Use the --unmapped flag to set the --unmapped flag with Bismark align and save the unmapped reads to FastQ files.

--saveTrimmed

By default, trimmed FastQ files will not be saved to the results directory. Specify this flag (or set to true in your config file) to copy these files to the results directory when complete.

--saveAlignedIntermediates

By default intermediate BAM files will not be saved. The final BAM files created after the deduplication step are always. Set to true to also copy out BAM files from the initial Bismark alignment step.
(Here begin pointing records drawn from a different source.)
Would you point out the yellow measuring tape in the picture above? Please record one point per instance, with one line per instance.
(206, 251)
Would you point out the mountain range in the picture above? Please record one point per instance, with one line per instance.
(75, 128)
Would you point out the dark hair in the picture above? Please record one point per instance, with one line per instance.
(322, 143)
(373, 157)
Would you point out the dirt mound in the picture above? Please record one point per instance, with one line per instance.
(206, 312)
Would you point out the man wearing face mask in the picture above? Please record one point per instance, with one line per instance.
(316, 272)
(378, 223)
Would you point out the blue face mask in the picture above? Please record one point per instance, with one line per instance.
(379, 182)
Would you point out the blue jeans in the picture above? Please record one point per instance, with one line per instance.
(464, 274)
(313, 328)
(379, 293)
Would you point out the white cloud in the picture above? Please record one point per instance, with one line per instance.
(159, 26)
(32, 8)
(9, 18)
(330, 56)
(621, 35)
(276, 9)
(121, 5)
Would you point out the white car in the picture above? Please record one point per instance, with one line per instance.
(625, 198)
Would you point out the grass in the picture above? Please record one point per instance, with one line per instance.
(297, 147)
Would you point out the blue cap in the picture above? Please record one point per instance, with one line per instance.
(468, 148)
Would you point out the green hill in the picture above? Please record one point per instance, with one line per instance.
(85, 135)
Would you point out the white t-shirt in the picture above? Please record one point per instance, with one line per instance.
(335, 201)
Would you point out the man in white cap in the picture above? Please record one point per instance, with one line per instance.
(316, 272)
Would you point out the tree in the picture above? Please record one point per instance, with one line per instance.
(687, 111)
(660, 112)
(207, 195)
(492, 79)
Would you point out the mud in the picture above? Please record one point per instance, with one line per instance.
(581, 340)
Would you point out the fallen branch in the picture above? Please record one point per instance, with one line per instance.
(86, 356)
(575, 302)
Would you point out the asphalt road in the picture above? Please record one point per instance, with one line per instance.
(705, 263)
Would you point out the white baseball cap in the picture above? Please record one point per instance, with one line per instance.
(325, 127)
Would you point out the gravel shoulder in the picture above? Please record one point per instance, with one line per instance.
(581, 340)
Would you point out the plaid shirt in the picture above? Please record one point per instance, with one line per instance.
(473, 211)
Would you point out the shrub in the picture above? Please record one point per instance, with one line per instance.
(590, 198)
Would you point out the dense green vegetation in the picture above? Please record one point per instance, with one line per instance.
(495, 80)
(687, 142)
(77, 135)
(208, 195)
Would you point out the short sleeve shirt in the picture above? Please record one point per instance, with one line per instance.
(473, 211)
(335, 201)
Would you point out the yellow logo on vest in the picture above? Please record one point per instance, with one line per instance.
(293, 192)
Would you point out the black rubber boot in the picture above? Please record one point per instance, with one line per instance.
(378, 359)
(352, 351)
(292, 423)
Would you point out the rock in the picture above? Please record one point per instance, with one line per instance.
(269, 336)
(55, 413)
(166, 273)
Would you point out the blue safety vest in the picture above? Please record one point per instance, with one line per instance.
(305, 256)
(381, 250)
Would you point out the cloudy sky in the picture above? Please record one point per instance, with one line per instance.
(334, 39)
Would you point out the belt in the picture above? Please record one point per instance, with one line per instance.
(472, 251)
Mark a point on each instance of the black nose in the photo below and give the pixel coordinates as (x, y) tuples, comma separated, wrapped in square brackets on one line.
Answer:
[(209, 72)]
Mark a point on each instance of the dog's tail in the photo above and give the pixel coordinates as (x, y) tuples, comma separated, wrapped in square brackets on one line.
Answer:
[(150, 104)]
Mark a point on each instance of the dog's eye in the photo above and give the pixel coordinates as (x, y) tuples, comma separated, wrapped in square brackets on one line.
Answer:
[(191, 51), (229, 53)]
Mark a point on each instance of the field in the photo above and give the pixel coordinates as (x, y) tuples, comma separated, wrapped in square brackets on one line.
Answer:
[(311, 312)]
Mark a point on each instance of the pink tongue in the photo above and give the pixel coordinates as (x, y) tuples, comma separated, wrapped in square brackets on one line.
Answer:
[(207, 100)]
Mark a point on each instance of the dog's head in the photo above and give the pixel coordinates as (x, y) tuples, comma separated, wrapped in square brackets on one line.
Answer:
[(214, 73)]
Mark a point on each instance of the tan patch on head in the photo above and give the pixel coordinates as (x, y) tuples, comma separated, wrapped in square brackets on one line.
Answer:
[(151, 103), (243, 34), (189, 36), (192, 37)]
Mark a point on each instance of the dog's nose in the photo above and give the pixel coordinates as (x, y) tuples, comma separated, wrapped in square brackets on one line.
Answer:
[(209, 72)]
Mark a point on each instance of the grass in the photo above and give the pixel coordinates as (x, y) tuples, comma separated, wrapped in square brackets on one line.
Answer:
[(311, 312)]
If --nodedup or --rrbs is specified then BAMs from the initial alignment will always be saved.

--mindepth

Specify to specify a minimum read coverage for MethylDackel to report a methylation call.

--ignoreFlags

Specify to run MethylDackel with the --ignoreFlags flag to ignore SAM flags.

Job Resources

Automatic resubmission

Each step in the pipeline has a default set of requirements for number of CPUs, memory and time. For most of the steps in the pipeline, if the job exits on UPPMAX with an error code of 143 or 137 (exceeded requested resources) it will automatically resubmit with higher requests (2 x original, then 3 x original). If it still fails after three times then the pipeline is stopped.

Maximum resource requests

All resource requests are checked against the following default limits (standard config profile shown):

--max_memory '128.GB'
--max_cpus '16'
--max_time '240.h'

If a task requests more than this amount, it will be reduced to this threshold.

To adjust these limits, specify them on the command line, eg. --max_memory '64.GB'.

Note that these limits are the maximum to be used per task. Nextflow will automatically attempt to parallelise as many jobs as possible given the available resources.

Other command line parameters

-name (single dash)

Name for the pipeline run. If not specified, Nextflow will automatically generate a random mnemonic. This name is also used in MultiQC reports if specified.

-resume (single dash)

Specify this when restarting a pipeline. Nextflow will used cached results from any pipeline steps where the inputs are the same, continuing from where it got to previously.

You can also supply a run name to resume a specific run: -resume [run-name]. Use the nextflow log command to show previous run names.

--email

Set this parameter to your e-mail address to get a summary e-mail with details of the run sent to you when the workflow exits. If set in your user config file (~/.nextflow/config) then you don’t need to speicfy this on the command line for every run.

--plaintext_email

Set to receive plain-text e-mails instead of HTML formatted.

-c (single dash)

Specify the path to a specific config file (this is a core NextFlow command). You can use this in combination with configuration profiles to override defaults.

--multiqc_config

If you would like to supply a custom config file to MultiQC, you can specify a path with --multiqc_config. This is used instead of the config file that comes with the pipeline.

--project

UPPMAX profile only: Cluster project for SLURM job submissions.

--clusterOptions

UPPMAX profile only: Submit arbitrary SLURM options.